My Contributions: Research, Marketing Copywriting, Branding Design, Site Maps, Lo-Fidelity Wireframes, Interaction Design, Illustrations & Iconography, Project Management, QA Testing
Ohio At Home is a healthcare agency based in Columbus, Ohio. They support people with developmental disabilities and are an integral part of our community.
OAH's old online presence was a bit lacking. There weren't any established brand guidelines. It was hard to find out what OAH is or a mission statement. There wasn't anything highlighting the wonderful patients or benefits for the employees. Even the current team weren't unified about what Ohio At Home really was, and how it was different from its' sister company, Medforall.
Through a competitive analysis I conducted of other healthcare agencies in the area, I found out some important information:
1. The demand for healthcare agencies is high, but staffing is low in almost all other companies. In a sea of competition, it is important to stand out to future employees and meet their needs.
2. The user base (patients) includes a wide spectrum of people. OAH serves young children all the way to the elderly, so a simple, minimal, but eye-catching experience/aesthetic is crucial.
3. The employees are 90% students, so a modern, quick, and easy way for busy students to apply for a job and learn about the perks of working at OAH is critical to increasing new hires.
4. Agencies that have more presence online, create meaningful content, highlight benefits, and have a short application process have better reviews online from clients and employees.
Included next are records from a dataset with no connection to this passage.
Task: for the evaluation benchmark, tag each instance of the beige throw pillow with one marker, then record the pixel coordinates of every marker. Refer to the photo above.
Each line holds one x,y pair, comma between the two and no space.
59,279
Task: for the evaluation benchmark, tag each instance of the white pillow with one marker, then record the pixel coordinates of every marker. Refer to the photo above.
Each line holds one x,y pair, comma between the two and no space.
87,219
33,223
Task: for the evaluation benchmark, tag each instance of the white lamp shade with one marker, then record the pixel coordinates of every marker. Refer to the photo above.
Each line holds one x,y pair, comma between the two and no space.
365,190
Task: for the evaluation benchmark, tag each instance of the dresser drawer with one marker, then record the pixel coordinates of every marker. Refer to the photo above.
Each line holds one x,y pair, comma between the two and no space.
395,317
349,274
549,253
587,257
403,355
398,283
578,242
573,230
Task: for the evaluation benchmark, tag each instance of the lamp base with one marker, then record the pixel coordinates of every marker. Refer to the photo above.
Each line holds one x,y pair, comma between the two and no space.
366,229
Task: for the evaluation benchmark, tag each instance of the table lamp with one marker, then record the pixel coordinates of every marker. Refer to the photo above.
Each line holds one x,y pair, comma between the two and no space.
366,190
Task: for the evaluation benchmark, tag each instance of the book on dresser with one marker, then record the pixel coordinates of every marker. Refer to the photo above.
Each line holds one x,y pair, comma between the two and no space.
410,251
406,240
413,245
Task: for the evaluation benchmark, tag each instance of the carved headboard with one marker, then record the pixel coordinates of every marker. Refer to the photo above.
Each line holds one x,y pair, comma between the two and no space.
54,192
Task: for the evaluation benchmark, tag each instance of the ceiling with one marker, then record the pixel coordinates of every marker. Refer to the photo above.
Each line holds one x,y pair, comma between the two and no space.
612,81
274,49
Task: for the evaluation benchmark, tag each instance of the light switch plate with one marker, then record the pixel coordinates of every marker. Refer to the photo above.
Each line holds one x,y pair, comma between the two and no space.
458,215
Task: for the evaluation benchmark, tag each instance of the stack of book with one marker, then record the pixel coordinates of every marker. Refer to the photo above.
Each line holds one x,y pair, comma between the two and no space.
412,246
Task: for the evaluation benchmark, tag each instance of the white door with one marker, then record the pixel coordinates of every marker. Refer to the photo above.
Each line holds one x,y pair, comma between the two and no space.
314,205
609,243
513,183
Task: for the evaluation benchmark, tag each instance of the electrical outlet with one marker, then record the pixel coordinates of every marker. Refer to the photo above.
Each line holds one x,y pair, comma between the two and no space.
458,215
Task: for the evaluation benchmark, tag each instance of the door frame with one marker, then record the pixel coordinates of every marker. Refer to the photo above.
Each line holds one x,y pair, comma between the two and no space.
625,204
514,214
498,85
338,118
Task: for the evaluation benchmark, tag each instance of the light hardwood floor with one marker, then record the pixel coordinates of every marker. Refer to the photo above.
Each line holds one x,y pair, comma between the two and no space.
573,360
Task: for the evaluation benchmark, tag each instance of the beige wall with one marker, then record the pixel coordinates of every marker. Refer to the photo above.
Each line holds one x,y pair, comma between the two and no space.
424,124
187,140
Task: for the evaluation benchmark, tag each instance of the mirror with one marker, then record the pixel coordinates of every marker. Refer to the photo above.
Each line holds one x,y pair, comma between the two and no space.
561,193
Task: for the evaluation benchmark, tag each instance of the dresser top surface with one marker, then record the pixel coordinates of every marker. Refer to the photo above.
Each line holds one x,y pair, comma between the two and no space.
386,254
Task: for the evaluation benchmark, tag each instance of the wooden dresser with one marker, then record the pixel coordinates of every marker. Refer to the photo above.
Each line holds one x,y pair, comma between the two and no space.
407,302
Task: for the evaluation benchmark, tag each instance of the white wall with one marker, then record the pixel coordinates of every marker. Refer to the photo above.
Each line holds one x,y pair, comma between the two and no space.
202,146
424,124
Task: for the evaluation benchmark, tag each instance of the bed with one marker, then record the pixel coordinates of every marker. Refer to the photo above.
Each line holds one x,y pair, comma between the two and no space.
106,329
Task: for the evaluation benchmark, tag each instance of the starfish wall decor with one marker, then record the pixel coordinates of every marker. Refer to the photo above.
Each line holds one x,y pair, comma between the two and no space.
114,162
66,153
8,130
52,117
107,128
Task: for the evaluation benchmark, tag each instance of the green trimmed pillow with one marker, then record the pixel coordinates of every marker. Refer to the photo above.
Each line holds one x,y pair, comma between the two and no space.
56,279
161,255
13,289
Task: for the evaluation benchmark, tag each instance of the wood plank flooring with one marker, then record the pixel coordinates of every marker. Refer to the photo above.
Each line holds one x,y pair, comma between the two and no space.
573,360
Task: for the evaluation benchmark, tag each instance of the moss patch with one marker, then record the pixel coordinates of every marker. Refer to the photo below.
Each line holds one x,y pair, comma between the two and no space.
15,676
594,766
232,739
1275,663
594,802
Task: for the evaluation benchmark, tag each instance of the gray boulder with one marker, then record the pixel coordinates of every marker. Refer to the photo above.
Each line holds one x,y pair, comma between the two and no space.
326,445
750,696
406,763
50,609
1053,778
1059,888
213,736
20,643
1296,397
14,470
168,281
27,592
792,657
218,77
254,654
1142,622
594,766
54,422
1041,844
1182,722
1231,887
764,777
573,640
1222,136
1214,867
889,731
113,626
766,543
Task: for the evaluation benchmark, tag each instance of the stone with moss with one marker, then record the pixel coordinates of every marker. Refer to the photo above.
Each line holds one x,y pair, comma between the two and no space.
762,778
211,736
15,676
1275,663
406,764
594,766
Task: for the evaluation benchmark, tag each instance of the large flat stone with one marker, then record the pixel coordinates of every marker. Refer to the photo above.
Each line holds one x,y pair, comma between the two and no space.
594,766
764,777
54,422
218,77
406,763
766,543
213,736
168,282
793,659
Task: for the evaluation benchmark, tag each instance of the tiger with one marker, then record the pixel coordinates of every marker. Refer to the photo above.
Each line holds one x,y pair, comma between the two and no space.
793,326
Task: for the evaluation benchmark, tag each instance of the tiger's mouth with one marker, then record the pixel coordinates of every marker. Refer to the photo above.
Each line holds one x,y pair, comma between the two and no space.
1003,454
The Solution: Rebrand & Overhaul
I wanted to start from square one. I believe in building a strong foundation, so I created a comprehensive powerpoint for the team to always reference when creating any OAH content. I established 11 point brand system, identifying these categories:
Introduction, Brand Pillars/Mission Statement, Brand Story, Inspiration/References, Moodboards, Color Palate, Typography, Photography Pillars, Tone Of Voice, and Identity in Context.
Here are some examples of these that I created to guide the redesign:
New Color Scheme:
I wanted to pick a color scheme that was fun, inviting, and positive, while remaining professional. That's why I chose two shades of blue as the primary colors, since blue evokes a feeling of tranquility, peace, a professionalism. Many agencies have blue in their color scheme somewhere. However, considering the audience, I thought it was important to have some bright pops of color.
The shades of pink and yellow I created contrast wonderfully against the blue. Yellow can evoke feelings of optimism and positivity (important when you are considering healthcare) and I wanted the pink to be the element of fun. The new mission of OAH is to empower patients to not just survive, but thrive and enjoy their lives. That's why I thought the pink was playful companion that supported yellow's optimism.
Here I explored new logo ideas. I tried specifically to incorporate themes of technology, or freedom. That's where the bird came in. I tend to try a lot of quick ideas on pen and paper first, then add color in Illustrator and a bit more polish.
We ended up giving the old logo a bit of a face lift with new colors.
After identifying the MVP for the website (Home Page, Service Page, Career Page, and Contact Page) I created a simple site map to guide the design of the website. I made a user journey of several of the core interactions of the website. (ex. reaching out to receive services, or applying to a job.) I created user stories in Microsoft's list application, and confirmed them with the entire team before we proceeded forward.
Here are some examples of the lo-fidelity wireframes I made as well in Figma, for desktop and mobile.
Here are some examples of the new website with our more finalized design - desktop and mobile. We wanted to it be clean, simple, and feature photography while pulling in the bold colors of the color scheme. I created all the icons, buttons, logo, and footer illustrations.
I wrote all the content for the website. To do this, I extensively researched best practices in language referring to people with disabilities. I wanted the writing to be as inclusive, simple, and approachable as possible while still remaining professional. With my competitive analysis of other healthcare agencies' websites, I determined a barrier for users getting help is getting bogged down by too much information. That's why I created simple descriptions of OAH's services, and created a form on the contact page where users could easily select or write what they needed help with, and not leave the site out of frustration.
I also assisted the other UX designer and developer in testing the site and created a QA issue tracker where I documented all instances of issues. I organized issues into 3 categories: Assets, Functionality, and Written Content. From there, I documented what I found, potentially how to fix it, assigned the priority and who should tackle the task, and what device the issues were found on. This created a more streamlined way for team members to communicate and stay up to date on what the latest version of the website was, and what progress was being done on certain issues.
While the website is not officially up yet, OAH has already implemented the new brand, application process, and marketing materials into its business practices. As a result, recruitment efforts have improved, increasing new hires by 20%. They were able to track this date because of the QR codes I included in the marketing fliers.
In a sea of wordy, cumbersome, and confusing healthcare websites that don't represent the diverse range of people using them, this website stands out. The redesign is approachable, professional, and tells users only what they need to know with options to learn further by reaching out in a streamlined form submission or downloading informational PDFs. Healthcare shouldn't be hard to understand, and these websites often exclude their younger users with outdated designs. OAH's redesign will increase brand awareness and remove many of the barriers in receiving quality care that so many in the community desperately need.